Abstract

Human beings have strong perception and decision-making ability. In human-human collaboration, the follower can adjust the motion speed by perceiving the change of external force information, and cooperate with the leader to complete the collaboration task. Transferring human collaboration skills to robots will help improve the flexibility and compliance of human-robot collaboration. For this purpose, an Electromyography (EMG) signals-based human-robot collaboration method is proposed. In the collaboration method, the human arm force, obtained by EMG signals and joint angles, is taken as the interface of human-robot interaction, and the robot is controlled to complete the collaboration task by learning the speed adjustment skills of human tutors.
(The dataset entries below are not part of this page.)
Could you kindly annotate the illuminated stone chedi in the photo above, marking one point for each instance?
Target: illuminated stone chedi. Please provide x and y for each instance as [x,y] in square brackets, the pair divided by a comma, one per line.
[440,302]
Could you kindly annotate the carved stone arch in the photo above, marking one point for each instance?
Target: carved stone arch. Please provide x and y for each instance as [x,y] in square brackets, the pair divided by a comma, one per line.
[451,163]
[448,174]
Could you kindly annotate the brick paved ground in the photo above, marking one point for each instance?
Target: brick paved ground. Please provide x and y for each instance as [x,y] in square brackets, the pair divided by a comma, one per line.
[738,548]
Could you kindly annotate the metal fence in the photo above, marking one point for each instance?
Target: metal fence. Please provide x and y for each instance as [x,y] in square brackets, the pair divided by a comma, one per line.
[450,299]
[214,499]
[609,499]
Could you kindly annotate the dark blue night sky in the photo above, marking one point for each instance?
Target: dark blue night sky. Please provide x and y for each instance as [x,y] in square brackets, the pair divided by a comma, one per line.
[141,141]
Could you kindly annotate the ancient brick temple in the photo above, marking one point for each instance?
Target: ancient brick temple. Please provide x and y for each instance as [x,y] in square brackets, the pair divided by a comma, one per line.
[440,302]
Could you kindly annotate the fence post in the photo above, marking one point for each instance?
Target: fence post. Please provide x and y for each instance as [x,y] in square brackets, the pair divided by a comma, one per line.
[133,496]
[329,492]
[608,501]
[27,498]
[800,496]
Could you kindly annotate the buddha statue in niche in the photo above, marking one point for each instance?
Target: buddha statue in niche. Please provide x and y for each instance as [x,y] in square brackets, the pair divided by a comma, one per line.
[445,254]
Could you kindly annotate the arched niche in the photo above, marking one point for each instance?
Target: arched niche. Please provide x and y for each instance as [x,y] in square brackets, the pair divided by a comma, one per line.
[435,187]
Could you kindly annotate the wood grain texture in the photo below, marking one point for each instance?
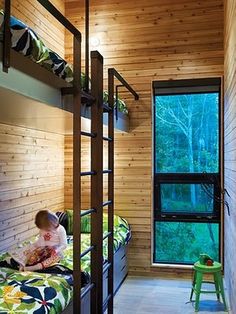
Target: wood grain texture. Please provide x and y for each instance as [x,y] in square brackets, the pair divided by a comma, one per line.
[42,22]
[31,178]
[146,41]
[230,147]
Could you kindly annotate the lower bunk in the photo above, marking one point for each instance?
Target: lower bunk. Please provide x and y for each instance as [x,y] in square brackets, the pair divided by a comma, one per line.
[39,293]
[120,273]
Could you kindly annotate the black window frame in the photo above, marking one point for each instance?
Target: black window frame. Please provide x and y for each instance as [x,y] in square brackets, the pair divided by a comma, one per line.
[177,87]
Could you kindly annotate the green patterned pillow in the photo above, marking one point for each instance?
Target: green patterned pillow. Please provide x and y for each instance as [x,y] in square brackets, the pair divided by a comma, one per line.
[85,222]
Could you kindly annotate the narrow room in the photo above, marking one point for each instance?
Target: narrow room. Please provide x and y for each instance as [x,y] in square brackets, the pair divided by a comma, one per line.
[117,156]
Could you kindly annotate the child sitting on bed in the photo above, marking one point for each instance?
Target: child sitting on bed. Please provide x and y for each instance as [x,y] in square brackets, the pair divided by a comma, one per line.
[48,249]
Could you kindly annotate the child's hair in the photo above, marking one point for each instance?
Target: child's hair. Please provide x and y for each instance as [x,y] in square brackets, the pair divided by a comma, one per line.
[46,219]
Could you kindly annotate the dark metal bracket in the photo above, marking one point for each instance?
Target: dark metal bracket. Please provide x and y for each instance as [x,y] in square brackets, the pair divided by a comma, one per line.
[6,36]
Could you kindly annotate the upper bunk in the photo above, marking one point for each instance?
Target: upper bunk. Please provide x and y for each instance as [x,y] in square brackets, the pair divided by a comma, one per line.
[36,85]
To reduce the inaccuracy and instability of human-robot interaction caused by the fluctuation of EMG signals, the adaptive data correction unit based on tremor information and the input-output control unit based on Naive Bayes are added to the Long Short-Term Memory (LSTM) neural network, and the parallel network structure is used to estimate the three-dimensional arm force. Aiming at the problem that the traditional collaborative control model cannot balance the accuracy and rapidity, a multi-model Gaussian process regression algorithm is used to capture the collaboration skills from inaccurate human-human demonstrations in the way of probability estimation. Finally, taking peg-in-hole assembly as an example, the proposed human-robot collaboration method is verified. Compared with the traditional adaptive admittance control, the proposed collaboration method shows better interaction performance, and its assembly time and assembly success rate are improved.